I do not think I have ever had a dog that objected to the leash. I know Jaxx had no problem with it. I guess I have been very lucky.


----------



## KrystalLeigh (Aug 17, 2011)

Awww so cute! Odie never hated her leash but wasn't that fond of her harness. 


Sent from Petguide.com Free App


----------



## intent2smile (Dec 4, 2011)

KrystalLeigh said:


> Awww so cute! Odie never hated her leash but wasn't that fond of her harness.
> 
> 
> Sent from Petguide.com Free App


Jaxx was the same way Krystal. He wore his harness a lot in the house to begin with just to get him used to it.


----------



## Lisa T (Sep 3, 2010)

Ha ha that's so funny she's a stubborn little thing, you'll have to walk in front of her tempting her along with little treats, that's what we did to get them to walk forward. X


----------



## coco_little_bear (May 30, 2012)

Kalisee said:


> She will get it....shes such a sweet thing!


Yeah, I just need to be patient. 



intent2smile said:


> She looks so cute even if she doesn't like it.
> 
> I do not think I have ever had a dog that objected to the leash. I know Jaxx had no problem with it. I guess I have been very lucky.





KrystalLeigh said:


> Awww so cute! Odie never hated her leash but wasn't that fond of her harness.

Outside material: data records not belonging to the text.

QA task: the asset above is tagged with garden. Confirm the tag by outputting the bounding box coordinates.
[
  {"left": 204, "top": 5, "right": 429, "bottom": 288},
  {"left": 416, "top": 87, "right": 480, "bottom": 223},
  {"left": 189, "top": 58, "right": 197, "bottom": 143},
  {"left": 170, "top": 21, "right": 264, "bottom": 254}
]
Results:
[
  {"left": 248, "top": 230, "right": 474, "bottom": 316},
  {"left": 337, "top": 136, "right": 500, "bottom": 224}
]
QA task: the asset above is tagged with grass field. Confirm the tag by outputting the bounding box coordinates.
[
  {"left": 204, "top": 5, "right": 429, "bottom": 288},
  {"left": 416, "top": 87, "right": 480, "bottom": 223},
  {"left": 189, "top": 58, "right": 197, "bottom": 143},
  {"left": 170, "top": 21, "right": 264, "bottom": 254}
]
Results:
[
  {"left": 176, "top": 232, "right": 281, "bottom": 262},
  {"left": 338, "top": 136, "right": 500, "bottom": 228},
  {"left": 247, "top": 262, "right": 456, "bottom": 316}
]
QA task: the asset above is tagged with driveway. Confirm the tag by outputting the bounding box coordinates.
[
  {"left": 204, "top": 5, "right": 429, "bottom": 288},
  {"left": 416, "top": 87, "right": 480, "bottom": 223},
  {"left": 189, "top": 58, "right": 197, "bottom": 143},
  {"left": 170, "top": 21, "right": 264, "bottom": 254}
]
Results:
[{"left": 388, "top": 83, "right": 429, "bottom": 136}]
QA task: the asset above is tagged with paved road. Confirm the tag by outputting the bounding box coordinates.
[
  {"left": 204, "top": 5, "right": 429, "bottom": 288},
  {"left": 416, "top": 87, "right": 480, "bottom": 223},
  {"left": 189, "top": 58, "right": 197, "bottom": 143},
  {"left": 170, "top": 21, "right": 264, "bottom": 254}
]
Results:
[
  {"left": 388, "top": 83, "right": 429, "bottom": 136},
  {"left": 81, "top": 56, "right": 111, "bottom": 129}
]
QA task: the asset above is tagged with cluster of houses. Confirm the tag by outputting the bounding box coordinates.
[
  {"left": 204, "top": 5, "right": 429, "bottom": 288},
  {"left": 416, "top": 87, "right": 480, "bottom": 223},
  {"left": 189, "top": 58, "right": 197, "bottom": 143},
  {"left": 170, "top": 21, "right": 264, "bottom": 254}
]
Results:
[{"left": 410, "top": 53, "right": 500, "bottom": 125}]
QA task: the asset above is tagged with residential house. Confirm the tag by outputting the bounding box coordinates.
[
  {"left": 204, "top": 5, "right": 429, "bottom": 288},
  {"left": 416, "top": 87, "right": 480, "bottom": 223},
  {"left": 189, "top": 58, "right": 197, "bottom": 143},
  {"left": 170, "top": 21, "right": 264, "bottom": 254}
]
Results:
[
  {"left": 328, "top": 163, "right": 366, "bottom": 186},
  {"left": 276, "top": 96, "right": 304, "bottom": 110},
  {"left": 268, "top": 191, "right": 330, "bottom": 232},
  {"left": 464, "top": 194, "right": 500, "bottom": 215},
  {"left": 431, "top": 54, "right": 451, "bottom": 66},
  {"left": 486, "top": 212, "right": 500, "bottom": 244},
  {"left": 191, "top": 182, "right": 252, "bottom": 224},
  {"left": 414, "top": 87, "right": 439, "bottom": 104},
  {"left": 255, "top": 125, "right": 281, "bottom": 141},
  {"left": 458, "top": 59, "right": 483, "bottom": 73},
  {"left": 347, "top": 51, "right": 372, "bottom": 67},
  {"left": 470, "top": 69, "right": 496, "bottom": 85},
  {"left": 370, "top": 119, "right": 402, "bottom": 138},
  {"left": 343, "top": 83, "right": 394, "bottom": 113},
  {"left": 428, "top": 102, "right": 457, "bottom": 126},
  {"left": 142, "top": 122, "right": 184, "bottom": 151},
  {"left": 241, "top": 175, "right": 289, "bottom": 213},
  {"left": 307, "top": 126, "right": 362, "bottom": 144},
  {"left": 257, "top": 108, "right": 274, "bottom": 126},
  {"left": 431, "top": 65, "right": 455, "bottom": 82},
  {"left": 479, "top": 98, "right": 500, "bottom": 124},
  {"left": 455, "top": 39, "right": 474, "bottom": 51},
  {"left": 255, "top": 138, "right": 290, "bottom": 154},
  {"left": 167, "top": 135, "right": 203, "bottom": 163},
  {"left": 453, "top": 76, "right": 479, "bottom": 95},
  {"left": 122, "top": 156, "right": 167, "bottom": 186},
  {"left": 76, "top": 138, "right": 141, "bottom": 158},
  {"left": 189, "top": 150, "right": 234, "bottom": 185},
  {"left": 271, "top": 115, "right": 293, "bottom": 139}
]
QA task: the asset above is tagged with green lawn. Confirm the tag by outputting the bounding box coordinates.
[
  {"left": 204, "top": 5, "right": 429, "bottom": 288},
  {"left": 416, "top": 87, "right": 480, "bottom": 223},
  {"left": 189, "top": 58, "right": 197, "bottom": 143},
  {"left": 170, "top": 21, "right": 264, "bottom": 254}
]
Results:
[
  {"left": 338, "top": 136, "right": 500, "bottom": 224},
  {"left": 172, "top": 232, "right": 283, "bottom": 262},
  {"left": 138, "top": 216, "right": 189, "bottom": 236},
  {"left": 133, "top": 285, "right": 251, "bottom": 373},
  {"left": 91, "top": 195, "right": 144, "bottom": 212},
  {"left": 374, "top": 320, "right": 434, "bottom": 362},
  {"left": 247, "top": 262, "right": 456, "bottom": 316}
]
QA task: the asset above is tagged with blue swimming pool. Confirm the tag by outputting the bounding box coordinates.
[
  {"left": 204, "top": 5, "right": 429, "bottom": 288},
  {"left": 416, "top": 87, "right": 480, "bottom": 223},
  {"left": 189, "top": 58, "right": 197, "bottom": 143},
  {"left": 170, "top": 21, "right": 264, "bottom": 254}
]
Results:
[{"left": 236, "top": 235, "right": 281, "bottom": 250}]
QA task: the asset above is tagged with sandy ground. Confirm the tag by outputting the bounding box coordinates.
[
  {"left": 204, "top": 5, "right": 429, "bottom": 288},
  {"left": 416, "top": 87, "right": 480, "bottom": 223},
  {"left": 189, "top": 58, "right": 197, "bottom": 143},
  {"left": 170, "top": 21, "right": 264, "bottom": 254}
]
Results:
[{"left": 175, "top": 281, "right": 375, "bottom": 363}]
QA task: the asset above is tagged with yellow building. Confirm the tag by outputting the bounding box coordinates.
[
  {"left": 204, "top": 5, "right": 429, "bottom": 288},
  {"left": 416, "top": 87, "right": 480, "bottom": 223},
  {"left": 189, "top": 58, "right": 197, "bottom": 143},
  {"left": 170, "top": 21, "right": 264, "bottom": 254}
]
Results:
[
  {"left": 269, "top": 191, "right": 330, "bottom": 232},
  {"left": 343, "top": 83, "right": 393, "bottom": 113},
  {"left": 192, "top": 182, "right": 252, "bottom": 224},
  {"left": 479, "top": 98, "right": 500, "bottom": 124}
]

You guys are lucky!! It took a while with Coco and even once she was fine with us, she sometimes refused to walk if someone else was holding the leash. lol 

Lilo doesn't mind her harness at all actually. Tbh she doesn't really want to walk even off the leash. I don't think the breeder exercised her much. I can tell she's becoming a lot more energetic and playful every day so I think it's just a matter of time.


----------



## coco_little_bear (May 30, 2012)

Lisa T said:


> Ha ha that's so funny she's a stubborn little thing, you'll have to walk in front of her tempting her along with little treats, that's what we did to get them to walk forward. X


Yeah that's what I'm doing.  She just wants treats now so she only does a few steps at a time then waits for a treat. Cheeky!!


----------



## Evelyn (Oct 14, 2012)

She is precious, she will get in time...I hope. I put Ike's harness on him and leash at first I just let him run around the house , then the back yard, before I started holding it. Once her saw our pug with the harness and leash he got the picture. First walk out the front door he was resistant, but my pug took off on her leash, and he followed.


----------



## coco_little_bear (May 30, 2012)

Evelyn said:


> She is precious, she will get in time...I hope. I put Ike's harness on him and leash at first I just let him run around the house , then the back yard, before I started holding it. Once her saw our pug with the harness and leash he got the picture. First walk out the front door he was resistant, but my pug took off on her leash, and he followed.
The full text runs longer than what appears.